3. Lengthening of Backup Times:
   The most noticeable effect for system administrators will be the lengthening of the backup window. Since the CPU must dedicate cycles to encryption, the overall throughput of the save process can decrease. The extent of this elongation depends on multiple factors:
• CPU Power: Systems with more powerful and modern CPUs will handle the load better.
• Tape Drive Speed: If the tape drive is slow, encryption might not be the primary bottleneck.
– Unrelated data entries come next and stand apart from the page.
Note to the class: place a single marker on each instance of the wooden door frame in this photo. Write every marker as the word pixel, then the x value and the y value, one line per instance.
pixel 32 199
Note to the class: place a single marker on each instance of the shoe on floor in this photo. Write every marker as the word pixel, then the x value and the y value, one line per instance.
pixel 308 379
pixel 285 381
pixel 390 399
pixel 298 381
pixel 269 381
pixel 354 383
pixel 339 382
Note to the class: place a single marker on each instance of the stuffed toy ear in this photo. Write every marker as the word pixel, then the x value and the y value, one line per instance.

If the drive is very fast, the CPU might not be able to "keep up" with encryption, slowing down the entire process.
• Amount and Type of Data: More data to encrypt means more work for the CPU. Highly compressible data, if compressed before encryption (a standard option), reduces the amount of data on which to perform encryption.
• Algorithm Strength: AES-256 will require more time than AES-128.

It is crucial to perform thorough testing in a pre-production environment to quantify the specific impact of encryption on your systems and backup windows before implementing it in production. It may be necessary to revise backup scheduling or consider hardware upgrades if times lengthen unacceptably.

Key Management Considerations

The security of an encryption system depends entirely on the security of its keys. If encryption keys are lost or compromised, encrypted data could become unrecoverable or accessible to unauthorized third parties.
With BRMS and IBM i software encryption:

• The keystore file (*SWF) must be protected with a strong passphrase.
• It is absolutely critical to perform regular backups of the keystore file and store them in a secure location, separate from the encrypted backup tapes. Losing the keystore file without a valid backup means an inability to restore encrypted data.
• Carefully control access permissions to the keystore file and key management commands.

Conclusion

The native software encryption functionality offered by IBM BRMS (5770BRX) represents a powerful and flexible solution for protecting backup data on the IBM i platform. Distinguishing itself from purely hardware-based solutions, BRMS leverages the encryption algorithms integrated into the operating system, ensuring high integration and independence from specific peripherals. Although implementing encryption carries an inevitable impact on system resources (primarily CPU) and backup times, the benefits in terms of data security, regulatory compliance, and risk mitigation often outweigh these. Proper planning, thorough testing, and rigorous key management are essential for successfully implementing this fundamental protection measure.